Indeed, generalizations about human behavior, the object of cross-cultural research, cannot be done without a corpus of ethnography to analyze. eHRAF World Cultures (HRAF n.d.a), with paper precursors in the 1930s and 1940s, has facilitated comparative research. With these and other resources, cross-cultural researchers have made substantial progress testing theories about a wide variety of topics using existing databases. Results of such hypotheses tests on 10 or more societies are summarized for about 800 studies on HRAF’s new open-access database—Explaining Human Culture (HRAF n.d.c.)— we estimate that we have covered about half of the existing studies to date. (Previous summaries of cross-cultural findings can be found in Levinson and Malone 1980, Ember and Levinson 1991). In comparison, cross-archaeological research is in its infancy (for some exceptions see work by Peregrine 2017 and Peregrine, Ember and Ember: 2004, 2007); most archaeologists use ethnographic analogy to help make inferences about the past M. Ember and Ember (1995) and Peregrine (2001, 2004) discuss how to use cross-cultural data more effectively for making archaeological inferences.
The present online database, eHRAF World Cultures, now contains the finely subject-indexed full text of almost 6000 primary ethnographic and ethnological documents for over 310 cultures with additional detailed systematic classificatory metadata at the paragraph, page and document level added by HRAF staff analysts. At the present time, access to eHRAF World Cultures (and for the companion eHRAF Archaeology (HRAF n.d.b.) with almost 100 traditions and about 2500 documents is through two fairly conventional web applications, currently accessed by over 500 academic libraries and research centers. Both databases were voted by Choice Magazine (a division of American Library Association) as two of the “Top 10 Internet Resources” in 2015.

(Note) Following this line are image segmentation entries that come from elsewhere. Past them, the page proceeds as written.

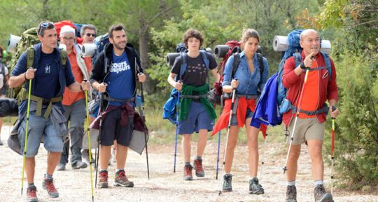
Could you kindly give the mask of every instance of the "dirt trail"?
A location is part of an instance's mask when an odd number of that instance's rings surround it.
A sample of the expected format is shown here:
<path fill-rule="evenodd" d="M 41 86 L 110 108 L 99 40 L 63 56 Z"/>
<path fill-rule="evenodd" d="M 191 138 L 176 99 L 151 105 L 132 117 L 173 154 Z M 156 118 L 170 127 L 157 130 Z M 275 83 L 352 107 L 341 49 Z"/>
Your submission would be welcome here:
<path fill-rule="evenodd" d="M 8 126 L 4 126 L 1 132 L 1 140 L 4 143 L 6 143 Z M 134 181 L 135 187 L 131 189 L 113 187 L 111 184 L 108 189 L 95 189 L 94 201 L 284 201 L 286 181 L 281 168 L 284 164 L 286 153 L 282 144 L 269 143 L 267 152 L 262 144 L 260 145 L 260 154 L 262 154 L 260 157 L 265 159 L 265 163 L 262 170 L 260 170 L 262 172 L 259 172 L 261 175 L 259 173 L 258 177 L 265 190 L 265 194 L 255 196 L 248 194 L 247 147 L 238 145 L 232 172 L 234 175 L 234 191 L 218 196 L 220 184 L 218 180 L 215 180 L 217 151 L 216 141 L 209 141 L 203 156 L 206 176 L 202 178 L 195 176 L 192 181 L 182 180 L 183 163 L 180 147 L 178 147 L 176 172 L 174 173 L 174 146 L 150 145 L 150 180 L 147 179 L 145 154 L 139 156 L 132 151 L 130 152 L 126 174 L 130 180 Z M 300 161 L 302 163 L 299 165 L 297 178 L 298 201 L 314 201 L 313 182 L 309 173 L 311 165 L 305 149 L 305 147 L 302 147 L 300 157 Z M 25 188 L 23 196 L 20 195 L 22 156 L 11 151 L 6 145 L 0 147 L 0 201 L 24 201 Z M 195 154 L 194 150 L 192 154 Z M 69 163 L 67 164 L 67 170 L 56 171 L 54 174 L 59 198 L 51 198 L 48 196 L 41 186 L 46 168 L 46 154 L 47 152 L 41 145 L 36 158 L 34 180 L 40 201 L 91 201 L 89 168 L 72 170 Z M 115 165 L 113 163 L 108 168 L 111 182 L 113 180 L 114 170 Z M 326 187 L 330 185 L 330 168 L 326 165 Z M 221 170 L 219 176 L 220 172 Z M 26 180 L 24 184 L 26 187 Z M 335 201 L 378 201 L 377 192 L 373 195 L 363 195 L 359 192 L 335 189 L 334 198 Z"/>

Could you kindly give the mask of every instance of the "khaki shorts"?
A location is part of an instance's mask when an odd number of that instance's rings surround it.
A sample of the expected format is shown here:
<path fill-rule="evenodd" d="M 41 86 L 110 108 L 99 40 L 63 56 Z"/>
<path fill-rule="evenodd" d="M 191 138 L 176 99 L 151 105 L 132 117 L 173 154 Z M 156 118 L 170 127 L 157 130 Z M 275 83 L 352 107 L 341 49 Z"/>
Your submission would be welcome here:
<path fill-rule="evenodd" d="M 293 128 L 295 118 L 293 118 L 291 123 L 288 126 L 290 137 L 293 133 Z M 325 123 L 319 123 L 316 118 L 300 119 L 298 118 L 297 126 L 295 126 L 295 133 L 293 139 L 293 144 L 301 144 L 308 140 L 319 140 L 323 141 L 324 139 Z M 288 142 L 290 139 L 288 138 Z"/>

Despite the awards, we must do much more to enhance the research potential of these databases. To be sure, the eHRAF World Cultures database is far faster and easier to use than its microfiche and paper predecessors (eHRAF Archaeology has only existed online), but there is presently little one can do directly with a given set of results other than read and process hundreds to thousands of pages of text in a conventional scholarly fashion, much as one worked with the original cellulose technology.
The databases have a long history dating from the 1930s and have undergone a number of technological innovations and transformations detailed in Ember (2012) and summarized below. This paper outlines our development plans for a new major transformation that has three major goals: 1) to use computer technologies to expand capacity to find relevant information by researchers based on enhanced semantic and structural metadata, with and without specialized training; 2) to develop auto-classification and auto-coding services to greatly improve capacity to analyze content; and 3) to establish a services framework to support conventional and new methods of describing, summarizing, visualizing and analyzing data.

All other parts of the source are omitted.